Red phosphorus is one of the allotropes of phosphorus. It is a derivative of the P4 molecule. Its name comes from its deep red colour and powdery texture.

It was discovered by Austrian chemist Anton von Schrotter in 1847.

Anton von Schrotte discovered Red Phosphorus.
Anton von Schrotter (Source)

Chemical Properties of Red Phosphorus

Chemical FormulaP4
Molar Mass30.974 g mol-1
Density2.34 g cm-3
Melting Point586.85℃
Sublimation Point≈416–590℃

This allotrope of phosphorus exists in a polymeric chain consisting of tetrahedrally structured P4 molecules.

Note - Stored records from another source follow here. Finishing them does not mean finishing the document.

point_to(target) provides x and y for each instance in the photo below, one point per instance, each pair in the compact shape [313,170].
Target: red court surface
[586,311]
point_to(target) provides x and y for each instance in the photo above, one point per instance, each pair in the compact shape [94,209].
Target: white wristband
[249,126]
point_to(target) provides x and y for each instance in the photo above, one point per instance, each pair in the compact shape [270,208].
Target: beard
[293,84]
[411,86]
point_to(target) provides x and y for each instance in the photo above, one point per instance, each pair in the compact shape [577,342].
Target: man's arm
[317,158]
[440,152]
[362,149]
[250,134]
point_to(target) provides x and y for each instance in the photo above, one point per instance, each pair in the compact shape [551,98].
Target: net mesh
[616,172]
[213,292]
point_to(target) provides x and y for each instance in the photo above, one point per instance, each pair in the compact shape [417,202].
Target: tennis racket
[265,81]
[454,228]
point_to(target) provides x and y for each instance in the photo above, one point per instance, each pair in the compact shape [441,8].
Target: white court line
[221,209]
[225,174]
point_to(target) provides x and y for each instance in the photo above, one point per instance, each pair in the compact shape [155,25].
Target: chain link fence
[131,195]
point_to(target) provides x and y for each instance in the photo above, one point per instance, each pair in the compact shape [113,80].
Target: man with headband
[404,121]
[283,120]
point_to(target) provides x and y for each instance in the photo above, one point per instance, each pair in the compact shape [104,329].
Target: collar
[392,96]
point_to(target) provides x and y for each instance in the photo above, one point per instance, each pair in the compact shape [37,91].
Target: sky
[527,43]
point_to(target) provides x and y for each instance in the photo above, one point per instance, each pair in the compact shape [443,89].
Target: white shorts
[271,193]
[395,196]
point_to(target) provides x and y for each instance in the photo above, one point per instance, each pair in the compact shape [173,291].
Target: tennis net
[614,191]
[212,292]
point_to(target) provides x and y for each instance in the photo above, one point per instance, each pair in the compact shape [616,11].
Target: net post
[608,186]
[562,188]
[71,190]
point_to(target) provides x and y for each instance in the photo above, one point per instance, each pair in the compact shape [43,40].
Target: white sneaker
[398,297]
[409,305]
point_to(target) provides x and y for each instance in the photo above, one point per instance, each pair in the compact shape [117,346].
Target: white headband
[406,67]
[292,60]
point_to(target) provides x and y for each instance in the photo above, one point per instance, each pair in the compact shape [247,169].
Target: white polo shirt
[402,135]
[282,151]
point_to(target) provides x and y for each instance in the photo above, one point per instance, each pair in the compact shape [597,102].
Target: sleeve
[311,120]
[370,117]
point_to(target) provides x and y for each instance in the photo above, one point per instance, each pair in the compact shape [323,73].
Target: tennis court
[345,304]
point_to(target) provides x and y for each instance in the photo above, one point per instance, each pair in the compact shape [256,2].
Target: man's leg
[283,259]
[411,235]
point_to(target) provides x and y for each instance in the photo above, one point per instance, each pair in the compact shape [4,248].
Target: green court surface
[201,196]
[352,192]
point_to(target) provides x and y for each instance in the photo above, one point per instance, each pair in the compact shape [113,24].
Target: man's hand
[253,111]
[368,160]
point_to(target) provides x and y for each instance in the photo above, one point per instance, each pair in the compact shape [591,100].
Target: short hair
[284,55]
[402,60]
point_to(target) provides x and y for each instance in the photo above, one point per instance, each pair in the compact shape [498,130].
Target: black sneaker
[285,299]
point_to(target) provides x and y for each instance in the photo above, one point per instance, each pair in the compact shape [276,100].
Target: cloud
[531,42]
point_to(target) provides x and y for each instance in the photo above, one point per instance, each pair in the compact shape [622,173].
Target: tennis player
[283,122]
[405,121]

Breaking off one of the bonds results in a polymer-like structure, as the broken molecules proceed to bond with the neighbouring phosphorus atoms.

Red phosphorus is odourless and has a deep red colour. It is not harmful or poisonous to humans. It is not as chemically reactive as white phosphorus.

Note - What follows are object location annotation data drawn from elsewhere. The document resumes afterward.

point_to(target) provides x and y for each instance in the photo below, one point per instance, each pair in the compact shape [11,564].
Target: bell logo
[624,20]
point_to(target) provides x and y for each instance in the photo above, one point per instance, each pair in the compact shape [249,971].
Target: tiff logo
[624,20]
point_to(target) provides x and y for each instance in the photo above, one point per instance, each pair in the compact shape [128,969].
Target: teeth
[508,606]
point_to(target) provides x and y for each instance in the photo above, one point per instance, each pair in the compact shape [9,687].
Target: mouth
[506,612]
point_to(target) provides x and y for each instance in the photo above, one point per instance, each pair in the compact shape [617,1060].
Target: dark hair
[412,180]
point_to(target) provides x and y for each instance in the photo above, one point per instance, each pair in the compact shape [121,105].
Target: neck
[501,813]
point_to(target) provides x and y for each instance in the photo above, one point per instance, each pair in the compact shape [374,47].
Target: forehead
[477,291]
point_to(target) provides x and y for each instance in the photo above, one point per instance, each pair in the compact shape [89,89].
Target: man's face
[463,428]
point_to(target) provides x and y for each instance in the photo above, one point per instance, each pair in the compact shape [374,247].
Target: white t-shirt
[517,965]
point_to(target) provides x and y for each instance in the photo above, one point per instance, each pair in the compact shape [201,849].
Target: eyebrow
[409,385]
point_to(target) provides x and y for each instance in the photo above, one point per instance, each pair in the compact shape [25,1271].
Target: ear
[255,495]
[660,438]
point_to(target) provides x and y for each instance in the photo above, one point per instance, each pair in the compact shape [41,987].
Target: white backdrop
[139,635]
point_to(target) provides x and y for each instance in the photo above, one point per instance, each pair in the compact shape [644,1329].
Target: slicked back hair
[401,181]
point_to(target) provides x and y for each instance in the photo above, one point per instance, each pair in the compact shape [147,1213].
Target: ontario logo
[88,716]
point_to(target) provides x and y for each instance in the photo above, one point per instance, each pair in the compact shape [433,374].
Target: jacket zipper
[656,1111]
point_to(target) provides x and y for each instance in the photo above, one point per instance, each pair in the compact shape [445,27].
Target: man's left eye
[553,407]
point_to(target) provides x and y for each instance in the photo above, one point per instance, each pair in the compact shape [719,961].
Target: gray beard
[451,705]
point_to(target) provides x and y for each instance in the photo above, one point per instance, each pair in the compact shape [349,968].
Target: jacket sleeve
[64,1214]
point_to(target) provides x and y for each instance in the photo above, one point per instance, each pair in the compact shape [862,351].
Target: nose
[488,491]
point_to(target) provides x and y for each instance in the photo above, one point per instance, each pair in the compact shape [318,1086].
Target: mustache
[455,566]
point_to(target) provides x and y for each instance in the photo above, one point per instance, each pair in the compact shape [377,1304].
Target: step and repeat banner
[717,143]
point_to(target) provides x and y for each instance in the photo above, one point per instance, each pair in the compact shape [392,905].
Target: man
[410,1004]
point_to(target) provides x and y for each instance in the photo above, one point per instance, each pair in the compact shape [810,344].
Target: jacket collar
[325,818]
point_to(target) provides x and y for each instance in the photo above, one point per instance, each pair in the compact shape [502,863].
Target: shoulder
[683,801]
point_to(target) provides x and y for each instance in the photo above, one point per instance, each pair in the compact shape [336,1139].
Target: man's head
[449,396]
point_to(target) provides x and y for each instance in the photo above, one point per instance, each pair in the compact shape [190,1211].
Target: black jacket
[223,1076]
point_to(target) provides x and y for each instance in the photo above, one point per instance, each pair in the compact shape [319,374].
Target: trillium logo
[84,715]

It is kinetically most stable of all the allotropes of phosphorus. It does not ignite in the air at temperatures below 240℃.

Red phosphorus does not have the phosphorescence characteristic, unlike the its white allotrope.

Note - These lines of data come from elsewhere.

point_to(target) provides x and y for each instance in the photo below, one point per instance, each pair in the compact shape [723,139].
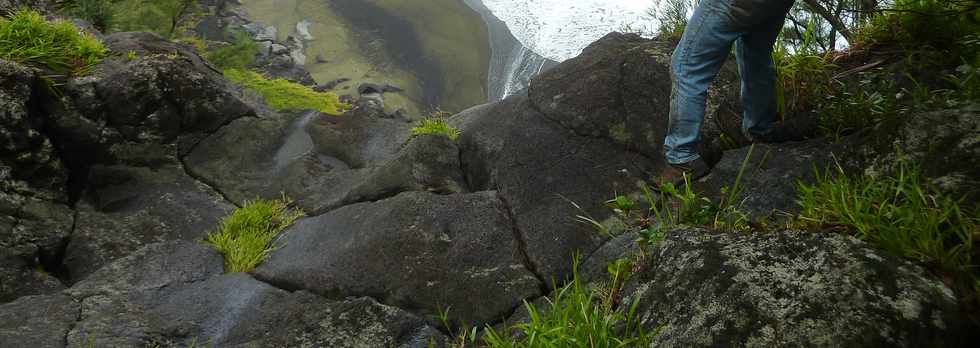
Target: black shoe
[680,174]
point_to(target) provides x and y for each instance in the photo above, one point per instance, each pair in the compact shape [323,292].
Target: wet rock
[768,184]
[126,208]
[29,162]
[323,163]
[945,143]
[330,85]
[146,111]
[788,289]
[619,89]
[33,233]
[539,167]
[37,321]
[422,251]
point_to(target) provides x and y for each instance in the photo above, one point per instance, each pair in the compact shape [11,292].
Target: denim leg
[755,66]
[696,61]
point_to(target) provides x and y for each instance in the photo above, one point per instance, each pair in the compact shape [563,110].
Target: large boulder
[35,220]
[323,162]
[789,288]
[418,251]
[38,321]
[172,294]
[126,208]
[768,186]
[145,111]
[944,143]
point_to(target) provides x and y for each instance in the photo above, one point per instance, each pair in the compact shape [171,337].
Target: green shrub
[246,237]
[57,46]
[164,17]
[579,316]
[436,126]
[282,94]
[98,12]
[238,55]
[898,213]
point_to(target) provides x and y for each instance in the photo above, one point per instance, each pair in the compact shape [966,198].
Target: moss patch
[57,46]
[282,94]
[246,237]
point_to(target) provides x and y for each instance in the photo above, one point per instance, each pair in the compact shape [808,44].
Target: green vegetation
[97,12]
[577,315]
[239,55]
[58,46]
[282,94]
[436,126]
[246,237]
[898,213]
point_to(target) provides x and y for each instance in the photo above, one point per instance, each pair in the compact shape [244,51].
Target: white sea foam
[560,29]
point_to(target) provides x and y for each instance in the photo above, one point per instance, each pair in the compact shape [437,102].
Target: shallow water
[436,50]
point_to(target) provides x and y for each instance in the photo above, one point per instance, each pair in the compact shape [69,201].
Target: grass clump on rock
[246,237]
[58,46]
[436,126]
[579,315]
[282,94]
[899,213]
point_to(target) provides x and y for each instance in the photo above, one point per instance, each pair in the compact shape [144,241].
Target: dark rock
[29,162]
[388,88]
[330,85]
[789,289]
[538,166]
[768,185]
[146,111]
[369,88]
[236,310]
[422,252]
[619,89]
[322,163]
[33,233]
[37,321]
[945,143]
[126,208]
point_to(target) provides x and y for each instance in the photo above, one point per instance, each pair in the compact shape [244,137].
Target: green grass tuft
[282,94]
[246,237]
[56,46]
[436,126]
[239,55]
[580,316]
[897,213]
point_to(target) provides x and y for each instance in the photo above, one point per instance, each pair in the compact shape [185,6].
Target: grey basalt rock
[789,289]
[417,251]
[126,208]
[768,186]
[37,321]
[146,111]
[325,162]
[945,143]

Production of Red Phosphorus

There are basically two ways of producing this chemical

1. From white phosphorus

White phosphorus basically undergoes a gradual transformation to produce its red allotrope in the presence of light and energy in the form of heat. This can be achieved by heating white phosphorus to 300℃. This reaction takes place in the absence of air. It can also be formed by exposing white phosphorus to sunlight.

2. From bone-ash or phosphorus-rich rocks

Rocks/bones that are rich in phosphorus are turned into fine ground powder. This powder is treated with sulfuric acid to give phosphoric acid and calcium sulfate. Heating phosphoric acid with charcoal then results in white phosphorus, which upon further heating yields red phosphorus.

Applications of Red phosphorus

  • It is used as a very effective flame retardant.
  • It can also be used as an elemental photocatalyst for forming hydrogen from water.
  • It finds the largest application in making matches.
  • In some cases, it is used in powerful insecticides.
  • It is also used in flares used for emergency signals.
  • This red chemical can be used as a smoke device, upon mixing with magnesium and a binder.
  • It is also used in the production of the drug methamphetamine(which is also commonly known as meth).